Mon 10 Mar 2008
His career, like every sportsman’s, must come to an end at some point and with DC coming up on his 37th birthday you would have to say that the end will come sooner rather than later.
The man himself won’t entertain any talk of retirement until he really has no other choice, which will probably roll around in July at the earliest as historically it’s around this time that Red Bull tend to announce contract extensions.
As far as Coulthard is concerned I can’t see the retirement decision coming from him, instead I think it would have to be almost forced upon him by the inability to secure a drive for next season - unless his upcoming wedding brings about a rethink on his private life.
So what would it take for Red Bull to consider continuing with the Scotsman rather than promoting Sebastien Bourdais for 2009 as so many seem to be predicting?
Well I think they have benefitted from and really appreciate the work DC has done and continues to do for them behind the scenes, but it’s difficult to comment on that as by it’s very nature, it’s not in the public domain so I’ll focus in the public side of the sport.
The best thing DC could do is go out and win them the Championship, but let’s try to keep this at least half realistic! On testing form McLaren and Ferrari are still out in front so even gaining a podium let alone a solitary race win will prove to be very difficult barring some good luck for DC and bad luck for the McLarens and Ferraris. Plus the other teams they will be competing against - the likes of BMW Sauber, Renault and Williams.
Nobody knows for sure how the restrictions on electronic aids to help the drivers keep their cars on the road will affect them in a race situation - no doubt the early races will be more problematic and they will soon settle in. DC is one of the few drivers who have driven cars in this state before, all the young guns have only ever driven cars as they were last year so will that be an advantage to the older ones? Surely it has to be, although as this is the pinnacle of motorsport you would expect the others to pick it up fairly quickly.
I seem to recall that although DC has never been blisteringly quick in qualifying, he used to come out and make some amazingly good starts no matter where he was on the grid. Over the last few years, with all the gadgets and gizmos on the car basically controlling how the car left the line, the driver has become bit of a passenger in the initial seconds after the lights have gone out. Could the change in regulations bring back these flying starts from DC?
He is often criticised as he is outperformed by his teammate in qualifying, only to do better than him in the race, so some quick starts which propel him past his counterpart by the first corner would help his cause even more.
Perhaps Red Bull extended his contract into this year as a thank you for DC’s help in bringing designer Adrian Newey to the team, and everyone concerned will be hoping Newey has worked some magic this year to produce a fast but also reliable car. Time will tell.

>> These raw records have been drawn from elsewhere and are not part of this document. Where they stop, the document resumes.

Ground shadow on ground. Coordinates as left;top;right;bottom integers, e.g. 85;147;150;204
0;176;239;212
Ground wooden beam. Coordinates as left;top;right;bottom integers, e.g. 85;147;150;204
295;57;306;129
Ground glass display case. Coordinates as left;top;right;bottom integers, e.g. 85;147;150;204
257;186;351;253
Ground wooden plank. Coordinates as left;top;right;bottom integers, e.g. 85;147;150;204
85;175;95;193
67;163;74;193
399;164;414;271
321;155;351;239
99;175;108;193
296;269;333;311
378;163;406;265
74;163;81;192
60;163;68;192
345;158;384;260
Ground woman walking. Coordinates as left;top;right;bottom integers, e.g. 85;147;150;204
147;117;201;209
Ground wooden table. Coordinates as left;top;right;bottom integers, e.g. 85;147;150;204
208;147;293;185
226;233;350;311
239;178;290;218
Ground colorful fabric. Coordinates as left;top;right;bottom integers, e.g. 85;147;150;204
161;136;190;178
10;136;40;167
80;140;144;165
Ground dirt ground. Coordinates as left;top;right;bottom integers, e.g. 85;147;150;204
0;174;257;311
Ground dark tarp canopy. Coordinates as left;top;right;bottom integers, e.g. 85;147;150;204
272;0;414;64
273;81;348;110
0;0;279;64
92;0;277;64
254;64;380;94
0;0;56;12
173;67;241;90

I don’t think it’s just Coulthard’s career at Red Bull that’s under threat though, his teammate Mark Webber hasn’t set the F1 scene on fire lately. It amazes me how people can become “good” without actually doing anything very much - it seems that the media pick someone seemingly at random to hype up and suddenly everyone thinks they are the best thing ever. Webber is a case in point, and over the years he has always had the argument that he was a fast driver but in a slow car - if he still doesn’t produce some goods this year though then perhaps it will be time for him to leave as well as, or maybe even instead of, DC.
This could be a big year for Coulthard, but if it’s to see his career end with a whimper then it won’t be one any of us will want to remember - let’s hope if he is indeed to leave F1 come the end of the season then he is able to go out with a bang.